In the heart RyR activity has been shown to regulate mitochondrial metabolism. Downregulation of RyR2 in cardiomyocytes resulted in decreased mitochondrial metabolism decreasing ATP production (Bround et al., 2013). Reduction of RyR2 triggered a hypoxia-like state thereby upregulating hypoxia inducible factor (Hif1α), and presenilin-1 and -2, and also increased autophagy induction. Reduced RyR2 levels lead to a calpain 10-dependent form of non-apoptotic programmed cell death, which has also been described to occur in pancreatic β-cells treated with RyR inhibitors (Dror et al., 2008). This study links RyR2-mediated Ca2+ release directly to mitochondrial metabolism, ATP production and the induction of autophagy. It is important to note that during ischemia reperfusion RyR2 levels in the heart drop dramatically due to calpain activity, proteasomal degradation and chaperone-mediated autophagy (Pedrozo et al., 2013). This was proposed to be protective as mitochondrial metabolism is slowed down, resulting in less production of reactive oxygen species. This study also showed that reducing RyR2 levels in cardiomyocytes triggers autophagy and may thus confer additional protection for cardiomyocytes. However, reduced RyR2 levels may impair cardiac contractility, which could lead to heart failure.
RyR Regulators in Autophagy
Anti-apoptotic Bcl-2 proteins are known to inhibit autophagy by sequestering Beclin 1 thereby inhibiting its pro-autophagic actions (Pattingre et al., 2005). This interaction occurs via the hydrophobic cleft of the Bcl-2 proteins and a BH3-like domain in Beclin 1 (Pedro et al., 2015).
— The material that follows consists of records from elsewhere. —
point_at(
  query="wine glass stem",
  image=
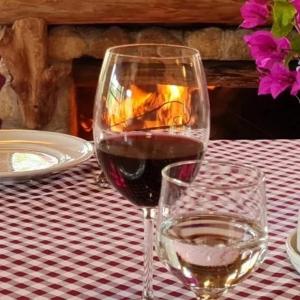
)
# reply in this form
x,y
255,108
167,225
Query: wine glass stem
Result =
x,y
149,214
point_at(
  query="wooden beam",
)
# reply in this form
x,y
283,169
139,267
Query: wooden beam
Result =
x,y
218,73
123,11
24,50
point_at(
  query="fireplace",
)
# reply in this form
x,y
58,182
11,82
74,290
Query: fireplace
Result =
x,y
61,45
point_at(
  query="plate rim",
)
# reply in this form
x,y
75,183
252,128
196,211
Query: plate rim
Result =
x,y
62,166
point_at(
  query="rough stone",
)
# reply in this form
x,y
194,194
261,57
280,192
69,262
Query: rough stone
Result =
x,y
208,41
98,40
66,43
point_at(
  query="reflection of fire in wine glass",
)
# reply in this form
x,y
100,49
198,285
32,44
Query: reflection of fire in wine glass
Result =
x,y
212,229
151,110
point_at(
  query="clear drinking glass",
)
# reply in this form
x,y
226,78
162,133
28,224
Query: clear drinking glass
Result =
x,y
212,230
151,109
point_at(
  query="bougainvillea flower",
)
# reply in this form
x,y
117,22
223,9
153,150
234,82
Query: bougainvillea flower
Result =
x,y
296,3
254,13
277,80
267,50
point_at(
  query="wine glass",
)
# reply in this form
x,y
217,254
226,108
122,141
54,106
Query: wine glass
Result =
x,y
212,230
151,109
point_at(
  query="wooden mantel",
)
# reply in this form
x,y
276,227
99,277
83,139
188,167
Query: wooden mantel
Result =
x,y
123,11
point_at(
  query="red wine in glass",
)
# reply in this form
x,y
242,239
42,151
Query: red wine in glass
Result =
x,y
133,162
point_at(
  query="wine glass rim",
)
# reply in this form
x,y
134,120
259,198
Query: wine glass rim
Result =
x,y
113,50
259,175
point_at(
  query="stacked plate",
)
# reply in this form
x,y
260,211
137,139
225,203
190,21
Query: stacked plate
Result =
x,y
28,154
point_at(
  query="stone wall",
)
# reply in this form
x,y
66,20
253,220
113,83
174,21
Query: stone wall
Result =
x,y
66,43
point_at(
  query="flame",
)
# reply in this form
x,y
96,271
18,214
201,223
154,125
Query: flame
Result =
x,y
135,108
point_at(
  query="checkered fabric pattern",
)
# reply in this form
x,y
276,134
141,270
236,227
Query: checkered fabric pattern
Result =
x,y
63,237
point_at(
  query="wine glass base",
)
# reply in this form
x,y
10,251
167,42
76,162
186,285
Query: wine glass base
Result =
x,y
208,294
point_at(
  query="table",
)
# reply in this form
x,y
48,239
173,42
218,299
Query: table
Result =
x,y
64,238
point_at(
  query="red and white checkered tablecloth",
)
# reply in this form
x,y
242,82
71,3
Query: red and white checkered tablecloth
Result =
x,y
62,237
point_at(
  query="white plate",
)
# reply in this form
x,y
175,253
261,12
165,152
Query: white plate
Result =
x,y
27,154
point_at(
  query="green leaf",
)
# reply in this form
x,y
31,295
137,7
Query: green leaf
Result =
x,y
295,41
283,18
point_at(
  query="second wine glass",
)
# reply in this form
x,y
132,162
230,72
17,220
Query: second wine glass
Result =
x,y
151,109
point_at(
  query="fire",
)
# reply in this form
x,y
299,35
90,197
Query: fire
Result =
x,y
167,105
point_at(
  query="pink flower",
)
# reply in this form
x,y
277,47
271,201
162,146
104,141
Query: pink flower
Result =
x,y
2,80
266,49
296,3
277,80
296,86
255,13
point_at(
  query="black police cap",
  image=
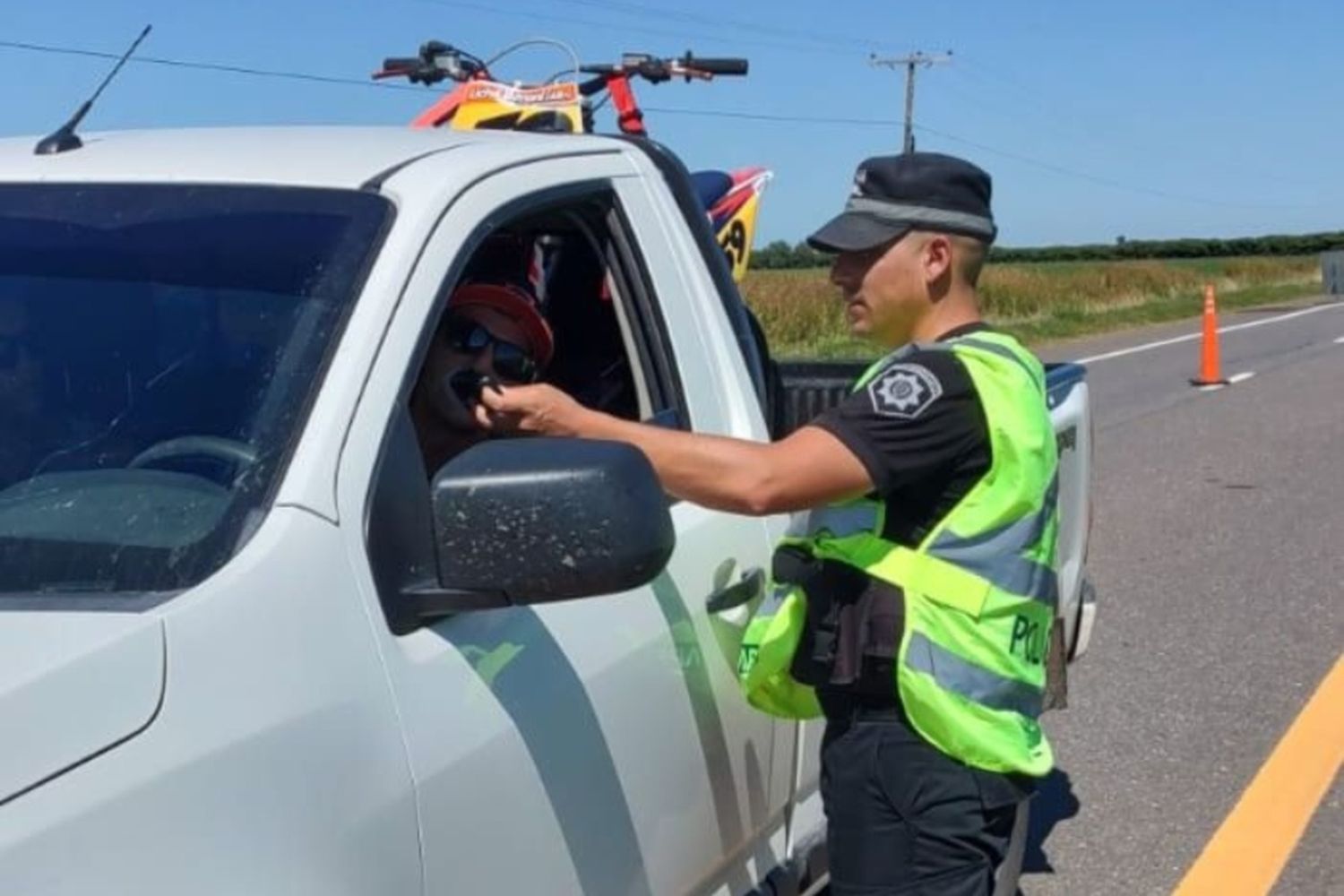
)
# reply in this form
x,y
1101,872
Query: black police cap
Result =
x,y
894,195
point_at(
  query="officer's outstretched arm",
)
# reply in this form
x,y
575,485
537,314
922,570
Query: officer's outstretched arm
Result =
x,y
806,469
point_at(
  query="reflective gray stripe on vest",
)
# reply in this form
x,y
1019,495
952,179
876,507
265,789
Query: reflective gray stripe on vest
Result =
x,y
917,215
841,521
1003,352
997,555
973,683
995,349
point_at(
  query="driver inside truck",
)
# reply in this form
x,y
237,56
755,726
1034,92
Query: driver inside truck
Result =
x,y
491,332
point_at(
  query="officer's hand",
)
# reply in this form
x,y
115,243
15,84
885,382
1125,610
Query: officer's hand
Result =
x,y
539,410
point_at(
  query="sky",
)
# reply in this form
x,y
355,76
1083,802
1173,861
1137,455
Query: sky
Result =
x,y
1144,120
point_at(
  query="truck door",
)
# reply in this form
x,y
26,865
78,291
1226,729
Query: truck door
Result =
x,y
591,745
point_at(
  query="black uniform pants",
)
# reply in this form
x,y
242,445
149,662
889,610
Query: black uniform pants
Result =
x,y
905,818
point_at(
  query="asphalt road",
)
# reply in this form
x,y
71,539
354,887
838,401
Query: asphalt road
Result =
x,y
1218,552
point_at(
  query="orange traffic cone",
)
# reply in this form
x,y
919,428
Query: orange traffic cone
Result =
x,y
1209,374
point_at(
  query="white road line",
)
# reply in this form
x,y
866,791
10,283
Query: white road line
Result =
x,y
1145,347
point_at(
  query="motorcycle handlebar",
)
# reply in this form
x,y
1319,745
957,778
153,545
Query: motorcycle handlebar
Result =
x,y
717,66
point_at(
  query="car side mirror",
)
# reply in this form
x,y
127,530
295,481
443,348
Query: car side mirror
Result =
x,y
535,520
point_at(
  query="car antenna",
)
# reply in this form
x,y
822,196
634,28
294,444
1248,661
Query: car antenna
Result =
x,y
65,139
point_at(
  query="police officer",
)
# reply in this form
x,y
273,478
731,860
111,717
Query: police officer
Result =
x,y
913,605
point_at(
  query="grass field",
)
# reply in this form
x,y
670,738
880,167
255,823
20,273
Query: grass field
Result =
x,y
803,314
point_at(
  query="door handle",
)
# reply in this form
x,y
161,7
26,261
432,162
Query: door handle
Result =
x,y
734,595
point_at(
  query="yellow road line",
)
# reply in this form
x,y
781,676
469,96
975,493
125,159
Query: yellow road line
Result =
x,y
1249,850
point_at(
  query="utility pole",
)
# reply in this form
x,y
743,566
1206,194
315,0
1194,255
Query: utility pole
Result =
x,y
911,62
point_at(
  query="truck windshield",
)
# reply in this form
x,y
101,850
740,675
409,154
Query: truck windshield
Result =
x,y
159,349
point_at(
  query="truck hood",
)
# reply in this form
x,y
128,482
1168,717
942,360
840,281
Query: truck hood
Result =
x,y
73,685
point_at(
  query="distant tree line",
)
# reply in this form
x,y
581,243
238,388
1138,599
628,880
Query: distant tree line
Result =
x,y
780,254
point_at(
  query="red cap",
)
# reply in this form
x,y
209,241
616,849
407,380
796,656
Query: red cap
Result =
x,y
518,306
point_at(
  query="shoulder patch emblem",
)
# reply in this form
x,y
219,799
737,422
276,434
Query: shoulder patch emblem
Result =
x,y
903,392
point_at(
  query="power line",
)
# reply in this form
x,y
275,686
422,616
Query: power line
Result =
x,y
704,113
210,66
1029,160
719,22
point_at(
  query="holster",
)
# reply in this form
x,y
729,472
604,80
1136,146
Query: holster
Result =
x,y
852,634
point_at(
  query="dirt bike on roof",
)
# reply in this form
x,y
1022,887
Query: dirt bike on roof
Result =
x,y
481,102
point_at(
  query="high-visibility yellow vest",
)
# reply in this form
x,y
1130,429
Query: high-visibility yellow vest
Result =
x,y
980,589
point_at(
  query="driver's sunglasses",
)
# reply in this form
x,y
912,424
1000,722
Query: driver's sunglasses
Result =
x,y
513,362
10,351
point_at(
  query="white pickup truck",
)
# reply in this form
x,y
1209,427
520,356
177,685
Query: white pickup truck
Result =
x,y
250,645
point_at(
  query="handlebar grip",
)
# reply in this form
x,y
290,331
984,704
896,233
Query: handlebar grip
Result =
x,y
718,66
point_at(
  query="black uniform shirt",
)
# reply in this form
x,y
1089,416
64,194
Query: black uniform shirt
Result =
x,y
919,430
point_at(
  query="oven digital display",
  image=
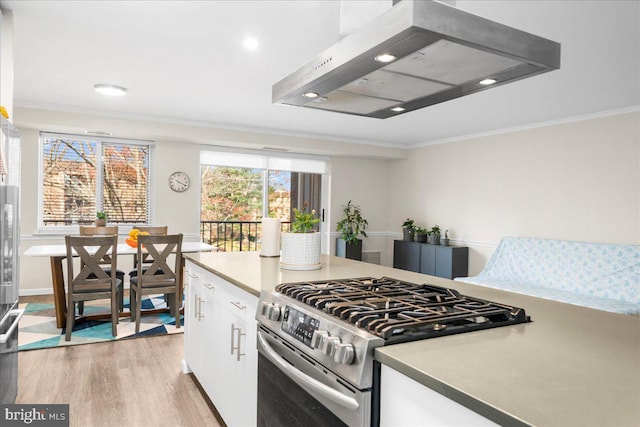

As Bcl-2 binds to Beclin 1 via its hydrophobic cleft and to the IP3R via its BH4 domain, it is possible that Bcl-2 sequesters Beclin 1 at the IP3R (Decuypere et al., 2011a). When Beclin 1 is then released from Bcl-2 it would be in close proximity of the IP3R, where it may sensitize IP3R-mediated Ca2+ release thereby promoting starvation-induced autophagy. At this point it is not known whether Bcl-2 bound to RyRs is associated with Beclin 1 and thus whether Beclin 1 can be found in a complex with RyRs. This is possible since Bcl-2 binding to the RyRs is independent of its hydrophobic cleft (Vervliet et al., 2015b). The hydrophobic cleft of Bcl-2 proteins associated with RyRs might thus be available for other BH3-domain-containing proteins, like Beclin 1. It will be of interest to investigate whether Beclin 1 can bind to RyR channels directly or indirectly (e.g., via Bcl-2) and whether such complex formation impacts the function of the RyR in autophagy.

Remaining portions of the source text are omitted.